Saudi Arabia Bombs UAE Ship Carrying Weapons To Yemeni Rebels

Saudi Arabia has bombed an arms shipment from the United Arab Emirates bound for separatist forces in Yemen.

The attack on Tuesday has deepened the rift between the two Gulf allies that back rival armed groups fighting the Houthis, the Iran-backed rebels, in Yemen’s crippling civil war.

 

Yemen’s government has since declared a state of emergency and cancelled a security pact with the UAE in response to Abu Dhabi-backed separatists seizing swathes of territory in the south in recent weeks.

 

It has set a 24-hour deadline for all Emirati forces to leave Yemen.

 

Saudi Arabia supports the internationally recognised government in Yemen, while the UAE backs the Southern Transitional Council (STC), a separatist force seeking to revive the formerly independent state of South Yemen.

 

On Tuesday, Riyadh called the UAE’s actions “extremely dangerous” and “a threat to the kingdom” and regional security, bringing the two countries closer to a direct conflict.

 

A Saudi-led coalition warned on Saturday that it would back Yemen’s government in any military confrontation with separatist forces and urged the STC forces to withdraw “peacefully” from recently seized areas.

 

The coalition hit two ships in Yemen’s southern port city of Mukalla that were carrying “a large quantity of weapons and combat vehicles to support the Southern Transitional Council forces”, the Saudi state-run news agency SPA reported.

 

The ships had arrived from the port of Fujairah, on the east coast of the UAE, the SPA said, adding that the operation was conducted overnight to avoid collateral damage.

 

Saudi Arabia launched air strikes on STC forces on Friday to halt their advance after they captured most of the oil-rich province of Hadhramaut and neighbouring al-Mahra, with little resistance.

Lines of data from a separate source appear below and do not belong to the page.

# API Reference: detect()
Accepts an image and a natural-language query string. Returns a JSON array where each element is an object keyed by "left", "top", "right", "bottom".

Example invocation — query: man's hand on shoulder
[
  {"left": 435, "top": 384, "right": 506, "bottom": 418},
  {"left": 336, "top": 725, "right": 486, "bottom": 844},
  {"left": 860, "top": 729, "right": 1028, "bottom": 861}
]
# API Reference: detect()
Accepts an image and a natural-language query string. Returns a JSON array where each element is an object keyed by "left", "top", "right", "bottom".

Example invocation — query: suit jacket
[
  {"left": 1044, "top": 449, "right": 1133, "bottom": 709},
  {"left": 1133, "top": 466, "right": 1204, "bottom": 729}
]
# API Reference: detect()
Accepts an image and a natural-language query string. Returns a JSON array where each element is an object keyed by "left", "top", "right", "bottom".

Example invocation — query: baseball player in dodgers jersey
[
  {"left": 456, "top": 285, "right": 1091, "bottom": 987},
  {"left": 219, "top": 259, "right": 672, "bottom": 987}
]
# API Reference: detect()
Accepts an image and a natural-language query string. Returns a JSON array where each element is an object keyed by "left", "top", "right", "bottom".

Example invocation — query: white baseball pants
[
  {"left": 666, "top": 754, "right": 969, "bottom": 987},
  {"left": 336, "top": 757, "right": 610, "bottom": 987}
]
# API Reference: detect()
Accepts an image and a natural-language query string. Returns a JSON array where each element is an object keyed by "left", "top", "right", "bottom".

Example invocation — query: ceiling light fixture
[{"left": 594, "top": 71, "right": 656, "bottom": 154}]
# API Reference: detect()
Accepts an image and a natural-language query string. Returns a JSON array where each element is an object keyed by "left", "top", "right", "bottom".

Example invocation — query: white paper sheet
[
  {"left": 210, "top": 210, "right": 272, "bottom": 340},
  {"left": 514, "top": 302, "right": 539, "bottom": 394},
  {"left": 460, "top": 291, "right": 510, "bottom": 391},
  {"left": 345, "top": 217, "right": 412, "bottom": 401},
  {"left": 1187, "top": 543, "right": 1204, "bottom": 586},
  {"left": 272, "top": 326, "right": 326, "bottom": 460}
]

Washington has called for restraint in the rapidly escalating conflict, with Marco Rubio, the US secretary of state, on Saturday saying diplomacy was needed to reach a “lasting solution”.

 

Rashad al-Alimi, the head of Yemen’s presidential council, called the separatists’ advance an “unacceptable rebellion” in a televised address on Tuesday.

 

Yemen’s government is a patchwork of groups, which includes the separatists, and is held together by shared opposition to the Houthis who seized Yemen’s capital of Sanaa in 2014 and secured control over most of the north.

 

Both Saudi Arabia and the UAE joined an Arab coalition in 2015 in response to the militant group’s offensive, but Abu Dhabi steadily decreased in participation and the Houthis, with Iran’s support, grew stronger.

 

In support of Hamas in Gaza, the Houthis for two years carried out attacks against commercial shipping in the Red Sea, disrupting a global trade route. The strikes have eased since the ceasefire in the Palestinian enclave.

 

Since the Houthi takeover of Yemen, supporters of the STC and its affiliates have been gathering regularly in cities to demand independence for the state of South Yemen, which was unified with the rest of the country in 1990.

 

On Saturday, a large demonstration took place in the city of Aden, with the crowd waving both the South Yemen independence flag and the UAE’s flag.

 

A Yemeni military official said on Friday that about 15,000 Saudi-backed fighters were massed near the Saudi border, but had not been given orders to advance on separatist-held territory.